In the current study we followed two main goals: First, we performed an extensive survey of candidate CNVs in the CoLaus study as detected by SNP genotyping microarrays. We provide a large dataset that can serve as a resource for other studies elucidating human structural variants, and for future association studies of CNVs with the clinical phenotypes measured in CoLaus. Second, since the methods for detecting individual CNV profiles and merging those into consensus regions have not yet been well established, we developed new algorithms for CNV calling and merging, and devised novel techniques to evaluate and compare them with existing methods. Specifically, we compared three existing CNV detection methods with our new method (GMM) that uses a Gaussian Mixture Model to estimate the copy number dosage at each SNP of each individual. GMM models the signal intensity at each SNP across the entire population (cohort) which differs from HMM approaches like CNAT , CNAG , dChip , PennCNV  and QuantiSNP  that model the signal sample by sample along each chromosome. Other GMM implementations have been successfully used in the past for BAC and CGH array analyses [56–58], but all these different methods (GMMs and HMMs) provide a discrete copy number value (e.g. 0, 1, 2, 3 and 4). It was also proposed to integrate in a single statistical model both the CNV classification and the association with binary traits . Their EM algorithm estimates the copy number state probabilities, but only to use them internally for the association testing. Similar to their approach, our GMM implementation produces (continuous) copy number dosage values that account for uncertainty in the prediction (e.g. due to sample contamination or tumor cell heterogeneity). However, our algorithm couples the calling with CNV merging and focuses explicitly on the copy number region (CNR) calls.

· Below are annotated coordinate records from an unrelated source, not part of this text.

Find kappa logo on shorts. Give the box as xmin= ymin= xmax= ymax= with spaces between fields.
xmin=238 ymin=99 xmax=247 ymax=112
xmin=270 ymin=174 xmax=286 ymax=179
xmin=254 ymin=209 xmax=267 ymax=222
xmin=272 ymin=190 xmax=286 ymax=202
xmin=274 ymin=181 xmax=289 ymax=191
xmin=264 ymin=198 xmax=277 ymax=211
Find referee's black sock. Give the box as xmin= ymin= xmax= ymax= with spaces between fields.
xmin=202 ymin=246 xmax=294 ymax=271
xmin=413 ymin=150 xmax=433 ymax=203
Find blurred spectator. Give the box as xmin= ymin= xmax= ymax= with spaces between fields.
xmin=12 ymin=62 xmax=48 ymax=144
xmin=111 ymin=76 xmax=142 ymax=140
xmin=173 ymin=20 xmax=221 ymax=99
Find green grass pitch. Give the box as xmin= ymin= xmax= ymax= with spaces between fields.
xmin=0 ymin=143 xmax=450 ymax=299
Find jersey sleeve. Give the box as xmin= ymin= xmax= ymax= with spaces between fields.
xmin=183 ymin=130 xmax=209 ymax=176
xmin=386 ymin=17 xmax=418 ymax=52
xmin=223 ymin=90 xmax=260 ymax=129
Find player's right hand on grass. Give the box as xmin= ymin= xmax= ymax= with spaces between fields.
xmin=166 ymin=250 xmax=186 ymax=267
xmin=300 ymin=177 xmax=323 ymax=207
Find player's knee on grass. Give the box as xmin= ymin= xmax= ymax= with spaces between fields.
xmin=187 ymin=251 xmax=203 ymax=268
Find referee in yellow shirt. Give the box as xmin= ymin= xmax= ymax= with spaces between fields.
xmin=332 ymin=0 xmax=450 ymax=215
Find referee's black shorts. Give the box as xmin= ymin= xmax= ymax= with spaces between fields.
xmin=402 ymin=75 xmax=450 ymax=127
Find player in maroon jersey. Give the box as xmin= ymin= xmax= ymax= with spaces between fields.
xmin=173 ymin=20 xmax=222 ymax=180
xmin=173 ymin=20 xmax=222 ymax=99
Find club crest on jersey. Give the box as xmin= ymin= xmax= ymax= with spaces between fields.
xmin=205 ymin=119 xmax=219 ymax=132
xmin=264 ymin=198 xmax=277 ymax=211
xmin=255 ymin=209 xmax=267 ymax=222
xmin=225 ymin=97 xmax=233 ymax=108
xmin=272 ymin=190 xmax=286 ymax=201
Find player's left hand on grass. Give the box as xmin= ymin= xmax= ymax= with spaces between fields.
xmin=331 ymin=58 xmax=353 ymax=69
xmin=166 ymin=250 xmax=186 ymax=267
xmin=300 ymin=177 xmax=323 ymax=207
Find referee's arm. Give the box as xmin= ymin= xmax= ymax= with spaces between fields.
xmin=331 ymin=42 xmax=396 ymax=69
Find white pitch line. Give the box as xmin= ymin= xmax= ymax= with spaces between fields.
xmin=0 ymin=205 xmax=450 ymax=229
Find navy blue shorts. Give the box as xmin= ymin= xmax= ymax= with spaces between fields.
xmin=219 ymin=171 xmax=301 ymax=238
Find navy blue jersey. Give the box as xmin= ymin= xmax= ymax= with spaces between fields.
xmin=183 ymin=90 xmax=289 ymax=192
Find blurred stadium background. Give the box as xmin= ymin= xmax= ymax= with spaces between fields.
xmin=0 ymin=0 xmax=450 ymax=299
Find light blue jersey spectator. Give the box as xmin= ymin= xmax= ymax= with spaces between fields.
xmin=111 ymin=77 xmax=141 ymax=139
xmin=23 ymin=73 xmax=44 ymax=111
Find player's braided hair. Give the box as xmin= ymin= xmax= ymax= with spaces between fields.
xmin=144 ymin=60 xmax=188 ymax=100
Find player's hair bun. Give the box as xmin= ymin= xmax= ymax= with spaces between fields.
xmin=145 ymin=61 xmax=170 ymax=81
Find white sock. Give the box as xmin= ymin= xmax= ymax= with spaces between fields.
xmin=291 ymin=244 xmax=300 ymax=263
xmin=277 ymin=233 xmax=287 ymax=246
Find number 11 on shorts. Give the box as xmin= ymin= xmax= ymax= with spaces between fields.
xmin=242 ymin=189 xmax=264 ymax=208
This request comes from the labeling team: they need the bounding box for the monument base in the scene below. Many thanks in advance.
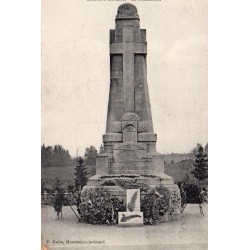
[82,174,174,197]
[118,212,144,227]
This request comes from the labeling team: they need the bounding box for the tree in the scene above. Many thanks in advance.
[184,174,190,183]
[84,146,97,166]
[191,144,208,183]
[41,144,72,167]
[99,144,104,154]
[74,157,88,190]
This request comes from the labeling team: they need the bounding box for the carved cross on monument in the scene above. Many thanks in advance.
[110,35,147,111]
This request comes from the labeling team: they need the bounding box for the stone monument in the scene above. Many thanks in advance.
[84,3,179,221]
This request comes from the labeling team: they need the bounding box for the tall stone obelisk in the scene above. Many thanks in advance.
[103,4,156,152]
[84,3,180,211]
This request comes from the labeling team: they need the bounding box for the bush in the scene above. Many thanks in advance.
[141,186,170,224]
[78,187,125,225]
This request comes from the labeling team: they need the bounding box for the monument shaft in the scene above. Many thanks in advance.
[85,4,174,195]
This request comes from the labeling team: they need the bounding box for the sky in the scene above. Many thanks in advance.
[41,0,208,156]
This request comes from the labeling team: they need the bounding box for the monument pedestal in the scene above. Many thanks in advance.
[83,3,180,224]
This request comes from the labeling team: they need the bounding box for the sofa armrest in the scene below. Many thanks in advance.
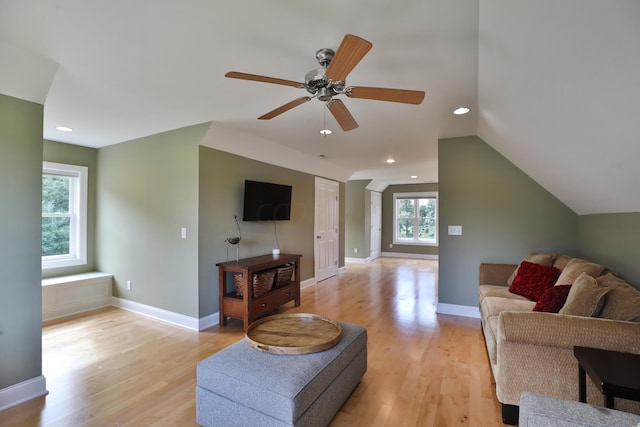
[478,263,518,286]
[494,311,640,413]
[498,311,640,354]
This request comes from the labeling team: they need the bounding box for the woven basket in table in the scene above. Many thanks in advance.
[233,269,276,298]
[275,264,295,287]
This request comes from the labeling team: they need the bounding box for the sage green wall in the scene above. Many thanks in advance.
[344,179,371,259]
[42,139,98,277]
[199,147,345,317]
[96,124,208,317]
[578,212,640,289]
[382,183,440,255]
[0,95,43,392]
[438,136,578,306]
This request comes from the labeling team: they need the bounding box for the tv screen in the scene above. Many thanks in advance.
[242,180,291,221]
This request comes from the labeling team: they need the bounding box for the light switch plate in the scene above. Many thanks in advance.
[449,225,462,236]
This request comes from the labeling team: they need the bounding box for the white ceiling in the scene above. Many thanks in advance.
[0,0,640,214]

Our GMM was successfully applied to both Affymetrix and Illumina arrays; and is not restricted to SNP array analysis (i.e. is applicable to CGH and qPCR analyses). We also developed two merging strategies, which were applied to create a map of CNV regions for each of the four CNV detection methods. We studied how CNVs predicted by the various algorithms coincided with previously reported variants. We also investigated the concordance in predicting CNVs in a subsample of individuals that were additionally genotyped on the Illumina 550K SNP chips. Finally we compared the sensitivity and specificity of the different approaches using related CoLaus individuals which are expected to share more CNVs than unrelated individuals. Based on these criteria, we demonstrate that our new method outperforms two established CNV detection algorithms and has higher sensitivity than a third method.